Наконец они добрались до окрестностей Уайнета.
— Не будешь ли так добр завезти меня в отель? — вежливо спросила Эмма. Впрочем, зачем она тратит слова и усилия: все равно Кенни поступит по-своему.
— Если собираешься смыться из дома, сделаешь это сама. Я не намерен тебе помогать.
Эмма слишком устала, чтобы вступать в бесплодные споры. Завтра она все уладит и сообразит, как поступить.
Она откинула голову на спинку сиденья, закрыла глаза и не пошевелилась, пока они не прибыли на ранчо.
Они вошли в дом со стороны гаража. Кенни взял из багажника ее чемоданы и поставил на пол, чтобы открыть дверь. Он вежливо пропустил жену вперед. Какое-то мгновение в кухне царил мрак, но тут же все залило ослепительным светом.
— Сюрприз!
— Сюрприз!
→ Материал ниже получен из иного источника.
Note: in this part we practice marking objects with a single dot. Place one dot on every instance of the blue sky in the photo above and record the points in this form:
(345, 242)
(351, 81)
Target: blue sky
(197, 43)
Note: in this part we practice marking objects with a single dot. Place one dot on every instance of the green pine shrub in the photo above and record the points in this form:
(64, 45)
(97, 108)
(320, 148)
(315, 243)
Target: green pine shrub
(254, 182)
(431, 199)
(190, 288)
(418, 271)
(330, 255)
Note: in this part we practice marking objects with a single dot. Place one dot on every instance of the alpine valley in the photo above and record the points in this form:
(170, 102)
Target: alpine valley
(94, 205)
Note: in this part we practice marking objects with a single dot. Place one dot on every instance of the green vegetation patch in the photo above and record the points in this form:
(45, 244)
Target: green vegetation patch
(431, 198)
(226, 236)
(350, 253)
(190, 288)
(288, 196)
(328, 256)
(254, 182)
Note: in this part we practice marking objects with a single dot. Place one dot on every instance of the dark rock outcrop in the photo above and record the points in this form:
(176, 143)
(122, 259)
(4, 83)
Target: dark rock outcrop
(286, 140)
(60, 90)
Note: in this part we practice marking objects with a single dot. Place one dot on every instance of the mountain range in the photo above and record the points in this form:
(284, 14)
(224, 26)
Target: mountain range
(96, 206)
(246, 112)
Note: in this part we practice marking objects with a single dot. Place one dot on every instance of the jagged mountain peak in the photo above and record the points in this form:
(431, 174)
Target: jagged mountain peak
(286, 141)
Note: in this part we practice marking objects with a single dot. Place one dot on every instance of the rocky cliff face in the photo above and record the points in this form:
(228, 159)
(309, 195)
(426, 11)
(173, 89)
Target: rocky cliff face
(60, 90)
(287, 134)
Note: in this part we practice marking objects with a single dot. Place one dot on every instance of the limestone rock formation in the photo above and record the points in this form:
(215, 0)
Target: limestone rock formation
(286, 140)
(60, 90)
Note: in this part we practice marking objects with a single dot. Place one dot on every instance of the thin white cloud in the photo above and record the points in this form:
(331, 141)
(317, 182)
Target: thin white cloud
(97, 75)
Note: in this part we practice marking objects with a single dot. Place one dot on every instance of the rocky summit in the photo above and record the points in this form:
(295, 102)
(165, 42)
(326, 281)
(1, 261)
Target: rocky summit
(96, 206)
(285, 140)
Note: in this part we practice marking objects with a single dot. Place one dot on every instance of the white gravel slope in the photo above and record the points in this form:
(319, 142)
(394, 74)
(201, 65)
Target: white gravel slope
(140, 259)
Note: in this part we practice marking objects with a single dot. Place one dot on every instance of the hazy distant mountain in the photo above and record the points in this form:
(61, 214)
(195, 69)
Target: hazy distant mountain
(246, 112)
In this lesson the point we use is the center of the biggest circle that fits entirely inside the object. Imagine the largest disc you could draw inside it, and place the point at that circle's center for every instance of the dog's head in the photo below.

Сюрприз!
— Вот идет невеста…
Эмма обводила ошеломленным взглядом веселые смеющиеся лица и с ужасом понимала, что этот отвратительный, несчастный день закончится еще хуже, чем она предполагала. Нечего сказать, достойное завершение!
— Пора разрезать торт! — провозгласил Патрик, когда все гости были представлены новобрачной, а тосты произнесены.
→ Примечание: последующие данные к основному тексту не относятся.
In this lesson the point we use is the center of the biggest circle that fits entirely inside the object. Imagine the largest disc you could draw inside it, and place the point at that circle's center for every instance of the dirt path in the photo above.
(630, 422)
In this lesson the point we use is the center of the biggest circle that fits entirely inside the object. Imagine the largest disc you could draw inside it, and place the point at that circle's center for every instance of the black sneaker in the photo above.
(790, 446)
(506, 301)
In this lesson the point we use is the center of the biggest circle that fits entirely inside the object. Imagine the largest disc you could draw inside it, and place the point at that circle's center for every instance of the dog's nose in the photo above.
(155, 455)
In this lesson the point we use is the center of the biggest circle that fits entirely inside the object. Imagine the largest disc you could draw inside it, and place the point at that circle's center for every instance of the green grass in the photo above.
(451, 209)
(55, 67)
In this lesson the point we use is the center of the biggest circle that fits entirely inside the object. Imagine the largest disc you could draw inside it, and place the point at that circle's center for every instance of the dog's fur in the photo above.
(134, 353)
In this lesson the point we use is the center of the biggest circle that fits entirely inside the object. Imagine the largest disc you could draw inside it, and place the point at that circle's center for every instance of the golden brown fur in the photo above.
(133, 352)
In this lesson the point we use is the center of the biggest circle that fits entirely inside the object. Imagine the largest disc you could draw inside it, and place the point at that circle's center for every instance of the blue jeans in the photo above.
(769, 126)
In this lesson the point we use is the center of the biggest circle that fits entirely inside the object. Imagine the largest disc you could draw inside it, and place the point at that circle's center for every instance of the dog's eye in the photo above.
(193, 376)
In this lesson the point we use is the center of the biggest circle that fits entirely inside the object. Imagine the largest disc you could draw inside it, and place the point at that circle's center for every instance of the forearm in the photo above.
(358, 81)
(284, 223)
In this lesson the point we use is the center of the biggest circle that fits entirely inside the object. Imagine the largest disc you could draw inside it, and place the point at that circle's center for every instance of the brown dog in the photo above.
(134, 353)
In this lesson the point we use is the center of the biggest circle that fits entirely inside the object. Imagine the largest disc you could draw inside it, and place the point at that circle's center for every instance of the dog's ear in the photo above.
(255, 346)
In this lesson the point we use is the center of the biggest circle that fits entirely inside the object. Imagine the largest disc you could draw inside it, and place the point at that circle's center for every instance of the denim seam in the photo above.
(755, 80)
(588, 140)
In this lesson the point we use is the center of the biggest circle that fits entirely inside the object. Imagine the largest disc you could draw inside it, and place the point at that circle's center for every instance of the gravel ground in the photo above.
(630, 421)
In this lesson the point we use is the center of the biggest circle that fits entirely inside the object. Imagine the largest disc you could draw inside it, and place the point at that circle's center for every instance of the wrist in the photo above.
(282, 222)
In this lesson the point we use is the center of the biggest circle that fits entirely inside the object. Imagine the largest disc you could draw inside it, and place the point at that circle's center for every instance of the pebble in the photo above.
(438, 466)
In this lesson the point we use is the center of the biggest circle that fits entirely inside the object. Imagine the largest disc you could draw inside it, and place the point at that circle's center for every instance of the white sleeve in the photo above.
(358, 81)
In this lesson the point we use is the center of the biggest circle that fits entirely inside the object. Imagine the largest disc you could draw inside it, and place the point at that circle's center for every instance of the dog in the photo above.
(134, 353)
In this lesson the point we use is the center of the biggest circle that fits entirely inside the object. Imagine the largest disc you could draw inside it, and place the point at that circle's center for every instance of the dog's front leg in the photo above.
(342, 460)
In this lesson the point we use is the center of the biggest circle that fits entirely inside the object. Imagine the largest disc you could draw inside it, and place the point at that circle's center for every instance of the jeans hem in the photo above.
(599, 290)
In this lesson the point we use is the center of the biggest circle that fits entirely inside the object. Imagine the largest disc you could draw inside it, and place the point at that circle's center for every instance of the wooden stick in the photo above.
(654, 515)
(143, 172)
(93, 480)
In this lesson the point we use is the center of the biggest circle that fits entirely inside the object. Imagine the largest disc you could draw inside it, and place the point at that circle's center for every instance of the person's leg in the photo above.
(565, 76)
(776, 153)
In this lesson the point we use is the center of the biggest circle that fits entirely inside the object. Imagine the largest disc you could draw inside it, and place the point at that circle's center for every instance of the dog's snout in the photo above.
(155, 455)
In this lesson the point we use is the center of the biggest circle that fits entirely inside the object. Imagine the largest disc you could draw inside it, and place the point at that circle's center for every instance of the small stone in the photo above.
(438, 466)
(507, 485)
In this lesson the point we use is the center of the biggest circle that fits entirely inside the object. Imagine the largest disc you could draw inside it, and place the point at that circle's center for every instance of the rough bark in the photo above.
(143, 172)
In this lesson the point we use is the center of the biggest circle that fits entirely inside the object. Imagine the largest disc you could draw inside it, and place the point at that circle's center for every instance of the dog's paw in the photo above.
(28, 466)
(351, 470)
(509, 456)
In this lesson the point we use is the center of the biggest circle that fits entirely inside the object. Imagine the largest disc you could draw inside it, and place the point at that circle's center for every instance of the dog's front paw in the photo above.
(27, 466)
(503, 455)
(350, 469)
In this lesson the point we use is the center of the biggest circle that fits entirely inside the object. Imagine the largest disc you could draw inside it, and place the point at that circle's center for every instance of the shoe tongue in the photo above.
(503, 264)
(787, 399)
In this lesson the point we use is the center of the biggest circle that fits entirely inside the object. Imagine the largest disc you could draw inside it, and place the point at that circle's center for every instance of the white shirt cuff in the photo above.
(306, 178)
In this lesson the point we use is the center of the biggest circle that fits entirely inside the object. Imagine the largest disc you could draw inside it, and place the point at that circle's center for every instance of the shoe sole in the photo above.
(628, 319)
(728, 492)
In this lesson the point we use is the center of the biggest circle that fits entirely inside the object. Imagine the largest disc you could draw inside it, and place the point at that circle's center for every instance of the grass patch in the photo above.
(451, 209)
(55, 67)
Кенни и Эмма двинулись с противоположных концов комнаты к столу, на котором красовался шедевр Патрика — башня, покрытая ванильным кремом, с пластмассовыми фигурками наверху, взятыми из конструктора Питера, и бумажными флагами Англии и Америки. Эмма никак не могла понять, заметил ли кто-то из присутствующих, что так называемые жених и невеста упорно не желают общаться друг с другом.
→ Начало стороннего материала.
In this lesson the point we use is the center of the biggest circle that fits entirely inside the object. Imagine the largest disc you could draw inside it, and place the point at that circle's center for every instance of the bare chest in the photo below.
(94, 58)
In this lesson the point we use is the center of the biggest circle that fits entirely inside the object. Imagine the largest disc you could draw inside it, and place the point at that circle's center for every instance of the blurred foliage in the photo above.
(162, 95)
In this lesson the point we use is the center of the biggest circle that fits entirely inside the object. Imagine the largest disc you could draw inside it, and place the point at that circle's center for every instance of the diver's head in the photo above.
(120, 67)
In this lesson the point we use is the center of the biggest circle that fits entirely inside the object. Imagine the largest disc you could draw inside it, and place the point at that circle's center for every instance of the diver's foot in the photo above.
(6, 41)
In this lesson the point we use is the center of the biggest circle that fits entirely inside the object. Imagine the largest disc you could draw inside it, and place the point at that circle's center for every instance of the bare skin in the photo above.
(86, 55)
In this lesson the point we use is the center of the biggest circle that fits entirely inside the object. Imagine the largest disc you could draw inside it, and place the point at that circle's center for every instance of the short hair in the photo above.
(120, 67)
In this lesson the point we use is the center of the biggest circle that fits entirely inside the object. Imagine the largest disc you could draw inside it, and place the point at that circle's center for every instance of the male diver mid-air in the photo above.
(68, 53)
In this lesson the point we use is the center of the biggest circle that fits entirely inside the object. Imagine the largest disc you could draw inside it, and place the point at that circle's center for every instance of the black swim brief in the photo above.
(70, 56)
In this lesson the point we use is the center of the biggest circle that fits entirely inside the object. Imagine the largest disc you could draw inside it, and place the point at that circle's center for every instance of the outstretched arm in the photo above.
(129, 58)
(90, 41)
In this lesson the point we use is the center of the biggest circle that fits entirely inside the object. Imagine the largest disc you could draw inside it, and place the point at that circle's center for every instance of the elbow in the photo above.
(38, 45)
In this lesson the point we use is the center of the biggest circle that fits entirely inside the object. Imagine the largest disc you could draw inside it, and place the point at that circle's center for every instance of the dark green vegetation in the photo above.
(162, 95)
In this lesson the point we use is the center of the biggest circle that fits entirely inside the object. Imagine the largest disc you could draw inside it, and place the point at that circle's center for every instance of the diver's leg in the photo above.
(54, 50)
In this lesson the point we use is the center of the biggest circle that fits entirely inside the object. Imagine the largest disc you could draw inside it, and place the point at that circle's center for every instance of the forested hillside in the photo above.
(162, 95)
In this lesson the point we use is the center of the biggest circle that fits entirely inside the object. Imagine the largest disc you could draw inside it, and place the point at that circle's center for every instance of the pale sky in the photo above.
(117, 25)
Голова у нее ныла, хотелось только одного: свернуться калачиком и заснуть.
Эмма с завистью посмотрела на Питера, задремавшего на плече брата и мирно слюнявившего воротничок его рубашки.
Кроме семейства Тревелеров и Декстера, поздравить молодоженов приехали Тед Бодин, отец Джозеф, несколько руководителей «ТКС» и толпа приятелей Кенни из «Раустэбаута», развлекавших друг друга очередной серией побасенок о трудном детстве Кенни: об украденной работе по биологии, чьих-то новых кроссовках, закинутых на высоковольтные провода, брошенном в магазине малыше.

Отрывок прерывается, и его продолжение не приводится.